2017 ini, genap 200 tahun buku The History of Java karya Thomas Stamford Raffles. Thomas Stomford Raffles memang dikenal sebagai penyusun The History of Java. Dalam semangat literasi, bolehlah kita berterima kasih pada Raffles. Tentu itu terlepas dari aksi perampokan Raffles dan prajuritnya terhadap segerobak naskah kuno di Keraton Kesultanan Yogyakarta. Raffles berada di Jawa pada 1811-1816, pertama kali sebagai Lieutenant Governor of Java yang bertanggung jawab kepada Gubernur Jenderal Inggris di India yaitu Lord Minto (nama aslinya Sir Gilbert Elliot Murray-Kynynmond). Tahun 1814 Lord Minto meninggal dunia dan Raffles menjadi Gubernur Jenderal di Jawa sampai 1816.
Kakinya menginjak Jawa kali pertama 1811. Ayahnya, Benjamin Raffles (1739- 1812), semula tukang masak di kapal hingga akhirnya jadi kapten. Ditunjang pendidikan formal seadanya, Raffles beruntung tatkala ayah seorang sahabatnya mempekerjakan sebagai juru tulis sebuah perusahaan Hindia Timur 1795. Berkat keuletan dan kemauan keras, ia dipromosikan jadi asisten sekretaris perusahaan itu untuk kepulauan Melayu. Kemolekan wajah dan kekayaan alam Jawa dia lukiskan dengan apik. Bahkan kehidupan wong Jawa, dia potret secara detail. Tahun ini, pustaka itu berumur 200 tahun. Monografi Raffles itu terbit 1817. Sejatinya gubernur jenderal dari Inggris itu tak bekerja sendirian. Jurnalis spesialisasi Indonesia, Tim Hannigan (2015), mengemukakan pembantu Raflles, Cornelius, meneliti dan mengumpulkan segerobak sumber membawa ke Buitenzorg (Bogor).

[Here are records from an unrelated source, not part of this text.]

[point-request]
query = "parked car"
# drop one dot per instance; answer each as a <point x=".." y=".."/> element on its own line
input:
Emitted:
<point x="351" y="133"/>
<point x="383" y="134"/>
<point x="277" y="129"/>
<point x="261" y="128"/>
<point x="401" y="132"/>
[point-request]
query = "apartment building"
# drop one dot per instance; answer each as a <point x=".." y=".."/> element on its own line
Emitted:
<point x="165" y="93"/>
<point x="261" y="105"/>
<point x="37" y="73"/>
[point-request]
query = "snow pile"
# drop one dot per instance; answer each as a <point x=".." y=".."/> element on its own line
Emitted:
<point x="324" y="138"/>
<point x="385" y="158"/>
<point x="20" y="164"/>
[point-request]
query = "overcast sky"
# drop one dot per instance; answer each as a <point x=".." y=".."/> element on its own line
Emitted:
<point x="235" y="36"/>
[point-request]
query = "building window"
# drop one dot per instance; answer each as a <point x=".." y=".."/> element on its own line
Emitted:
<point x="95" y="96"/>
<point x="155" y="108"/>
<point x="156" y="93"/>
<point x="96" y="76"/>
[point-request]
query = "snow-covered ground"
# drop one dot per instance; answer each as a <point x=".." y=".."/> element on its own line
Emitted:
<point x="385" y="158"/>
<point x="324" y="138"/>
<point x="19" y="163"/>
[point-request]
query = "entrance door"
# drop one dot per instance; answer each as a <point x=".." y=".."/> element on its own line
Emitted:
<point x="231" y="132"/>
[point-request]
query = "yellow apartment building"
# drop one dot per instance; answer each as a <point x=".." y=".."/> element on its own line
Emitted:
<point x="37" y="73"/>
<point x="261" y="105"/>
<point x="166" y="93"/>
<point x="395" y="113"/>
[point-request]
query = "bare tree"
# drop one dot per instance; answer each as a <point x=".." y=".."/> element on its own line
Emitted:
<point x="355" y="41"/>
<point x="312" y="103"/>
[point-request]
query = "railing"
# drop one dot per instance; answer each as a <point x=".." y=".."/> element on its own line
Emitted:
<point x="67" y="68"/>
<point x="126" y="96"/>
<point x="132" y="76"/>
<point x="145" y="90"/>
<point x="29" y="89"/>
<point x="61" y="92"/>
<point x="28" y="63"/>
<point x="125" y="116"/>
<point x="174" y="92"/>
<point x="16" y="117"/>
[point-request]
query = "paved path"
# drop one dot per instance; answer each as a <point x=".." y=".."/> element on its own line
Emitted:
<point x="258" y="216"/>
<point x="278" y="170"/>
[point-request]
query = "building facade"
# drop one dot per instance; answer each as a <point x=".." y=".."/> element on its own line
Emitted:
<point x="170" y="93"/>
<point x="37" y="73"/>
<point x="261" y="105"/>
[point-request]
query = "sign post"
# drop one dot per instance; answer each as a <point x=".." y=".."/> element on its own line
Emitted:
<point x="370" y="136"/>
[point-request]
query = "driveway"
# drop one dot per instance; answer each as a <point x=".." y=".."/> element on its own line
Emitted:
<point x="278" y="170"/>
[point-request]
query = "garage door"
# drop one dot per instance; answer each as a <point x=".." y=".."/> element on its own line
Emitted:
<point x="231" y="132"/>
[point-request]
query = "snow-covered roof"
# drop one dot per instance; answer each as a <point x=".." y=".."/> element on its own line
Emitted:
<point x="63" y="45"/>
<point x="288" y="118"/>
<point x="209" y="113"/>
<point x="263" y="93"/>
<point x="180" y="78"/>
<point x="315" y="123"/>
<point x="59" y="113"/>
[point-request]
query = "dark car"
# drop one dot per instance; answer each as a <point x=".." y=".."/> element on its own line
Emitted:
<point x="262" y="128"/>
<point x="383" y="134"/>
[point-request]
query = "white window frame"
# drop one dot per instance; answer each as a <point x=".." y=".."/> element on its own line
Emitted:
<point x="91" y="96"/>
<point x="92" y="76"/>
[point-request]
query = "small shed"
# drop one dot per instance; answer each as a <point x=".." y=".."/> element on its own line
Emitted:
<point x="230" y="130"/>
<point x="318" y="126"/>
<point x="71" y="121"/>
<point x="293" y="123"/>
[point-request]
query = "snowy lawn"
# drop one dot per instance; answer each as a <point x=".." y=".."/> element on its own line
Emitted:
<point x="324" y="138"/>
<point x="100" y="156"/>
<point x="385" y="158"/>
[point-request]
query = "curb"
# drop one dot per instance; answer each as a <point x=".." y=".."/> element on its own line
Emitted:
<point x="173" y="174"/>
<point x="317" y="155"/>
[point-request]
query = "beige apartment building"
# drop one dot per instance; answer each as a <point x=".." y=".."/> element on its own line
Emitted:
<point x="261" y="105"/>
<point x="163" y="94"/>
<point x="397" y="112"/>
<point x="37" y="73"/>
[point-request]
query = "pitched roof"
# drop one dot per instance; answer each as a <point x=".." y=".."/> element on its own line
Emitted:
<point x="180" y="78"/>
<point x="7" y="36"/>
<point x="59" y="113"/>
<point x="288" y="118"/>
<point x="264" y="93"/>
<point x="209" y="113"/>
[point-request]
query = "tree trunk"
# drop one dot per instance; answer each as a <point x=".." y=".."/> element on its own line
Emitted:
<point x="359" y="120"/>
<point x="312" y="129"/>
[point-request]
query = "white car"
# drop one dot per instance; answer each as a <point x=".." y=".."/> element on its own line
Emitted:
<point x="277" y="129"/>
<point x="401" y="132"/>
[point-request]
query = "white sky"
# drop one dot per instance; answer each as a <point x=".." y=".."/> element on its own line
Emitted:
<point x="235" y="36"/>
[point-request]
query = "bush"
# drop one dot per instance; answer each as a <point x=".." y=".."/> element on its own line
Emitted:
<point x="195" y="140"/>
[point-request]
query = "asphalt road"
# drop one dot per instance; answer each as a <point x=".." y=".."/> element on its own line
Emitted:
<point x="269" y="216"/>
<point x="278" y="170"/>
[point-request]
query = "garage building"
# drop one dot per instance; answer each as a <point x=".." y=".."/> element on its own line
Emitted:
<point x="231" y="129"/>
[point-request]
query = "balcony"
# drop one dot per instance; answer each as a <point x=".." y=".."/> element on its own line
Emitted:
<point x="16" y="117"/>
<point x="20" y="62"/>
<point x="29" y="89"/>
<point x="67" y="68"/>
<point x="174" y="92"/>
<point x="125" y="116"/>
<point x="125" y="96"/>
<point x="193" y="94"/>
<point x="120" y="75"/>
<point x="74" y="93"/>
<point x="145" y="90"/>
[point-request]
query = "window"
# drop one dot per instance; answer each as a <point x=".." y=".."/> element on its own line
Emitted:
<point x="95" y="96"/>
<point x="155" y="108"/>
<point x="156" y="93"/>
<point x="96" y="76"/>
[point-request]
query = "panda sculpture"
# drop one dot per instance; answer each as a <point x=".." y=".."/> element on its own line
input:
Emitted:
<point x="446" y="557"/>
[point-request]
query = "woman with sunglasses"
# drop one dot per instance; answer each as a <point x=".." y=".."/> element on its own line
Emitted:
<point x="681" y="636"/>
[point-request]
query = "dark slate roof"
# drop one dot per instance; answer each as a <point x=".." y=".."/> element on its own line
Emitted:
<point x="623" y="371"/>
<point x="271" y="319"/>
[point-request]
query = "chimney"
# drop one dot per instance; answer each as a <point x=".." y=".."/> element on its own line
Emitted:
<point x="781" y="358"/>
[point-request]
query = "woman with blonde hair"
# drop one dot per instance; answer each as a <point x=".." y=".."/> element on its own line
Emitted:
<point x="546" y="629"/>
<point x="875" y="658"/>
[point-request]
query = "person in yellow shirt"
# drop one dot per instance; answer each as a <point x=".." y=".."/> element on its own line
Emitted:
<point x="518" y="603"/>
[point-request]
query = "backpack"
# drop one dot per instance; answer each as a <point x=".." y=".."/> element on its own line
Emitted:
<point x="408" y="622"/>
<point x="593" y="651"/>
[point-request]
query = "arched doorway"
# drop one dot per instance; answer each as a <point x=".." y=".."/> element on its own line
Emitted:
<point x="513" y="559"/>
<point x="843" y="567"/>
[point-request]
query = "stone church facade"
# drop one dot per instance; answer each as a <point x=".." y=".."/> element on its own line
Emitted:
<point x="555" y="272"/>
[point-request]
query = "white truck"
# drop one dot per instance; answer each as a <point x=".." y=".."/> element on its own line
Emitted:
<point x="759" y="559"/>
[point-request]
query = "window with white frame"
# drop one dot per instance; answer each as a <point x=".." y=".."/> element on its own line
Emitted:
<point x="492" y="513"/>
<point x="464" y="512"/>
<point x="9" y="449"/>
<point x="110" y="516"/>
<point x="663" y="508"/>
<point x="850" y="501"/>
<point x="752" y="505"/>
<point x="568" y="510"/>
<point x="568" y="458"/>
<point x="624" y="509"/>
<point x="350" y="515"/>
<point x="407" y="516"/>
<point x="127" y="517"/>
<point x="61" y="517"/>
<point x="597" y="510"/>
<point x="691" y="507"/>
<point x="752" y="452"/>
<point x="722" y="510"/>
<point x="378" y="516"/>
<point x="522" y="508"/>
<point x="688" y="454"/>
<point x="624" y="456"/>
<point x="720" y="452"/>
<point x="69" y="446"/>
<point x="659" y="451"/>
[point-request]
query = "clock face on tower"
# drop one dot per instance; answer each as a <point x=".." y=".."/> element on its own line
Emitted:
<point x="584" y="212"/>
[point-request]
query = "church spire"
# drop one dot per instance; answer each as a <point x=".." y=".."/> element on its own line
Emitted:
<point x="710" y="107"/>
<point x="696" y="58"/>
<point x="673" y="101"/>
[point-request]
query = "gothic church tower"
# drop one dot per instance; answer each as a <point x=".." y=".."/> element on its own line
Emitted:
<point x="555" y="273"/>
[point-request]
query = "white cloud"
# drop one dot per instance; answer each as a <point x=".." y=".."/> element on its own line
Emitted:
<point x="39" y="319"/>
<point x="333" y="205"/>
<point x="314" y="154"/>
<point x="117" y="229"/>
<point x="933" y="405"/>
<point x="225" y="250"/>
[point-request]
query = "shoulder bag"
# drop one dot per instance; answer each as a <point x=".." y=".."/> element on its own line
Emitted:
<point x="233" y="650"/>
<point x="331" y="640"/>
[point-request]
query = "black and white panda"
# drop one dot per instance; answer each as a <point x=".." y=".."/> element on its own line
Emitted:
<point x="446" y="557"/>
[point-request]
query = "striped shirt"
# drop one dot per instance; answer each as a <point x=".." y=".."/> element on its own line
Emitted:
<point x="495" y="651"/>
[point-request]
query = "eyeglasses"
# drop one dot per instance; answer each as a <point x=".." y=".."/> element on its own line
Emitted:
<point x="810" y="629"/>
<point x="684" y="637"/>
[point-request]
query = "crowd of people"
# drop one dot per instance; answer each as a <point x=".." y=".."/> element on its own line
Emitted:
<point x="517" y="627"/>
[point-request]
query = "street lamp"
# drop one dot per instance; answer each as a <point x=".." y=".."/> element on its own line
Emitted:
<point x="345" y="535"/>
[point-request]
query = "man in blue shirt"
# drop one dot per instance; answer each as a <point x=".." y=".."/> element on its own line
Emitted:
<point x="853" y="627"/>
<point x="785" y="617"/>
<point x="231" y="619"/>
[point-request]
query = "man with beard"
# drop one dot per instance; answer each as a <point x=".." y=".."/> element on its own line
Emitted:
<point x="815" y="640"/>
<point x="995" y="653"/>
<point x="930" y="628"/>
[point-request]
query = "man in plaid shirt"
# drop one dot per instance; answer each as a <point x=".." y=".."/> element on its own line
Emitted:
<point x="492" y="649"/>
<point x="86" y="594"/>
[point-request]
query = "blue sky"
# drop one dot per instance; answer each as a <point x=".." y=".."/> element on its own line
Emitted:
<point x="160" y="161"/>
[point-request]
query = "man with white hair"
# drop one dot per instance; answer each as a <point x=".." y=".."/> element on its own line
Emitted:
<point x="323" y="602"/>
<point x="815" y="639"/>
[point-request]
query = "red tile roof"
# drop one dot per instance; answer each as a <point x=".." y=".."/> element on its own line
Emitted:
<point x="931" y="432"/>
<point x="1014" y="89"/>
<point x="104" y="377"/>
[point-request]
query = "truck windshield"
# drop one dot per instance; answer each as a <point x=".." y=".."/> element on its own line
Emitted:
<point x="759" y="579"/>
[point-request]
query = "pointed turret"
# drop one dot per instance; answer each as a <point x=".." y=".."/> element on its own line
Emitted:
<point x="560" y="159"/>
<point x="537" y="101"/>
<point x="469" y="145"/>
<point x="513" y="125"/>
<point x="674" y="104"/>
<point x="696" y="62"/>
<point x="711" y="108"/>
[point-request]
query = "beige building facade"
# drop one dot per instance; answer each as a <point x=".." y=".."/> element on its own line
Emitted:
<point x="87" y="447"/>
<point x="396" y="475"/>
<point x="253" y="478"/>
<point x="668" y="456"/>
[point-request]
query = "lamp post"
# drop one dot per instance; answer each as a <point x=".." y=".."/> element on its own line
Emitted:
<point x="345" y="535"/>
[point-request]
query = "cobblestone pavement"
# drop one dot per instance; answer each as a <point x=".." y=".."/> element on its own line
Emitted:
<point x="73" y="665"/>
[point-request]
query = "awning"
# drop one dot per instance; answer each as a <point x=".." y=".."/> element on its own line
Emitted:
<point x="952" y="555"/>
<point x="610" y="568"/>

Penerjemah pribumi bekerja keras menerjemahkan naskah jarahan dan salinan prasasti kuno. Bahkan dia memerintah raja Keraton Kasunanan Surakarta mencatat sejarah Mataram dengan narasumber orang-orang tua yang bijak di istana. Karya orang-orang tak dikenal dan telah lama terlupakan itu memberi dasar bagi The History of Java. Celakanya, itu membuat para penulis pemuja Raffles menarik kesimpulan: Raffles bukan hanya ahli “frasa bahasa Melayu yang fasih”, melainkan juga tata bahasa dan aksara segala bahasa Timur.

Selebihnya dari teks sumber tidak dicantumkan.